Dr.Jagor,un éthnologue et explorateur allemand était le premier à découvrir cette nécropole. Il avait mené les fouilles au hasard et avait deterré des urnes funéraires en terre cuite (mudoumakkal thazhi en tamoul) Ces urnes sont de toutes tailles et toutes formes. Également, s’y trouvaient des armes et des outils en fer,principalement des couteaux,des dagues,des haches etc. En grande quantité, on signalait la présence des ossements et des squelettes. La plupart des objets découverts avaient été emportées par Jagor et disposées au musée de Berlin.( A voir et vérifier par les Tamouls à Berlin).

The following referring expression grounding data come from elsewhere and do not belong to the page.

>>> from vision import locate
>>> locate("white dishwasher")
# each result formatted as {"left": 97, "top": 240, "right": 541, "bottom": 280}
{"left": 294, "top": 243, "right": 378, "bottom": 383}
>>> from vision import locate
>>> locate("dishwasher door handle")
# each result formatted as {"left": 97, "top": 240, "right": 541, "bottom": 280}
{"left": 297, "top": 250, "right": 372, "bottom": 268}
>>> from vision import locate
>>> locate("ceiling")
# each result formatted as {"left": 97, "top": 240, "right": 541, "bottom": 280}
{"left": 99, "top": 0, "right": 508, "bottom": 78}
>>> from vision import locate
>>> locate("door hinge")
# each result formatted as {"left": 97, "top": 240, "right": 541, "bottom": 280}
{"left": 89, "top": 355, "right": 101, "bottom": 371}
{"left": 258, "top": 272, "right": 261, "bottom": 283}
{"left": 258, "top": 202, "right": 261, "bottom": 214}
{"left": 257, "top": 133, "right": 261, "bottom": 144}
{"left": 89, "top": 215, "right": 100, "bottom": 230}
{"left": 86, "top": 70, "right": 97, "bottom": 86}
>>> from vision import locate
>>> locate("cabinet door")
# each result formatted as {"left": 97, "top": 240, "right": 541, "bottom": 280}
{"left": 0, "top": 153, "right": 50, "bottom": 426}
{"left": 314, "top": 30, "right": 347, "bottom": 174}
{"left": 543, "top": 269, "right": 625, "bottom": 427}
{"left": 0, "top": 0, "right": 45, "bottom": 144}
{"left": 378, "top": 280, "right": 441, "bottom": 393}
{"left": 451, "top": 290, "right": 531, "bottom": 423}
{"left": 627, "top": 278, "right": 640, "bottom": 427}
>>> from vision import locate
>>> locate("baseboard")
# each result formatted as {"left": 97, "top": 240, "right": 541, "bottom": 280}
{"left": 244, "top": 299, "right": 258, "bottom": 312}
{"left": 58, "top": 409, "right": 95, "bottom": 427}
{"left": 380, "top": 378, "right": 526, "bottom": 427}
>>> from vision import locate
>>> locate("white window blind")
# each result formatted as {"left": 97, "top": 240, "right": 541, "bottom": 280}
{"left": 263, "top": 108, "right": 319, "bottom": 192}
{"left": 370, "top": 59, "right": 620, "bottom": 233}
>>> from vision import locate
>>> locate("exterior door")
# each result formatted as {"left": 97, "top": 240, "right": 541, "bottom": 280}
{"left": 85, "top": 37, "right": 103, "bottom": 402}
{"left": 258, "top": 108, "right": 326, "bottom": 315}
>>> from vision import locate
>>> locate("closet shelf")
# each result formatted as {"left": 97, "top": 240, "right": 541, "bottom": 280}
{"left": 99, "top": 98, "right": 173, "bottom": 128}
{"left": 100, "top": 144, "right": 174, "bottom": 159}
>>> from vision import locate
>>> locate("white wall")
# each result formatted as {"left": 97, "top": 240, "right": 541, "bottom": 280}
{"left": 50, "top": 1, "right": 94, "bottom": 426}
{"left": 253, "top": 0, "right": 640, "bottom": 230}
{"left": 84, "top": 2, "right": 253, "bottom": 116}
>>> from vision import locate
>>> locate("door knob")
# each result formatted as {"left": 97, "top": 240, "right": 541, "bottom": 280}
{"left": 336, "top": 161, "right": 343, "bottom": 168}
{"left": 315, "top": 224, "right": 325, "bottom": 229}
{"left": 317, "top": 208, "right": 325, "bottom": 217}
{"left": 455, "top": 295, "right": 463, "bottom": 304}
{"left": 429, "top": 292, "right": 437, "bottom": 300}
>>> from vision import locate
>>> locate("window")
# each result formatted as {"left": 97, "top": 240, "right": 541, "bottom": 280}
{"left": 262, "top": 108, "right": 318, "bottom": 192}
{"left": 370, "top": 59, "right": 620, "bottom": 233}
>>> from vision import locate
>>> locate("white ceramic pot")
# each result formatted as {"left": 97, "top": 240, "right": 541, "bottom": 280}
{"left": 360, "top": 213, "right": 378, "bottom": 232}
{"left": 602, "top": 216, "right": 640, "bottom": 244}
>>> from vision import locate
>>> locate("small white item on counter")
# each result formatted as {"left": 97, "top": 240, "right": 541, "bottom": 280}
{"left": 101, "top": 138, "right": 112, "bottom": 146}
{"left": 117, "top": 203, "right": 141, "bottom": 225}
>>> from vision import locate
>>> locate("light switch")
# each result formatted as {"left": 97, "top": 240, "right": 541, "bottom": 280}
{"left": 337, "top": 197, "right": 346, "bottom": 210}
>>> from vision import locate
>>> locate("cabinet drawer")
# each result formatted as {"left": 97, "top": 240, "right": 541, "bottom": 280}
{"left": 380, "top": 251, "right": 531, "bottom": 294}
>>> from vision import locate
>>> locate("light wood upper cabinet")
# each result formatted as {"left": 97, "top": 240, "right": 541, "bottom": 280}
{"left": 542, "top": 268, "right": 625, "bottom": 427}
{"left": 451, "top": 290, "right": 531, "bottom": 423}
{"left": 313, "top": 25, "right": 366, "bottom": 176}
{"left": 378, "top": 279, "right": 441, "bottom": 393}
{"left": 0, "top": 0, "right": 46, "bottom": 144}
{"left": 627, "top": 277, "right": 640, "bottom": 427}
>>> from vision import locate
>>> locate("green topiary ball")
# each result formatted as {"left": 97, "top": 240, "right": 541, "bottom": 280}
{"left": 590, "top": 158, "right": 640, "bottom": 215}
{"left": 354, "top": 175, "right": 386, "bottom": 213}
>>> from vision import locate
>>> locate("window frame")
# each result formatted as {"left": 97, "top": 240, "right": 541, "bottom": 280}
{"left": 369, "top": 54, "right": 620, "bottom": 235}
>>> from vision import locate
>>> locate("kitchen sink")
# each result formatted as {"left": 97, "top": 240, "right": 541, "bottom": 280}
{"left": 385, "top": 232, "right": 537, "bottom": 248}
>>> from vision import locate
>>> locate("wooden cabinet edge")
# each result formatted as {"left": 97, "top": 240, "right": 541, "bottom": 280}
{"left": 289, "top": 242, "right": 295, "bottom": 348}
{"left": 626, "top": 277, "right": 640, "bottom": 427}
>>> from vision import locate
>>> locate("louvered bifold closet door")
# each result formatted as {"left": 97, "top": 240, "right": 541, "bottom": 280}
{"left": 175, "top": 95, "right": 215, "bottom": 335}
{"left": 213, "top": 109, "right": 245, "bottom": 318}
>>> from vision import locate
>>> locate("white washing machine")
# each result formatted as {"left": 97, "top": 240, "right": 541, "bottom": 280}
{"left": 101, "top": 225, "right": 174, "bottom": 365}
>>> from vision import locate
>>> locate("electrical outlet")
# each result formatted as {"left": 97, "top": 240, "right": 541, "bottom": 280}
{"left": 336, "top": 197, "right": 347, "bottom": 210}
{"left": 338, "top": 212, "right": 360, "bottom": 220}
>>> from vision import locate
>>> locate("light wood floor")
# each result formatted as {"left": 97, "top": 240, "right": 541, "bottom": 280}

Ensuite,venait le tour d’un officier britannique de ASI, Alexander Rea. Il commençait ses fouilles en 1889 s’étendant jusqu’au 1905. Hormis d’innombrables belles poteries, il répertoriait également des armes et des outils en fer,des ustensiles et objets personnels en bronze,des outils ménagers en pierre, des colliers,des ornements en or, etc. Au dedans des urnes se révélaient des traces vestimentaires,des balles de riz et millet. Des lampadaires,des flèches,des lances,des épées, des figurines des animaux,etc s’ajoutent à la longue liste des fouilles comptant environ 2000.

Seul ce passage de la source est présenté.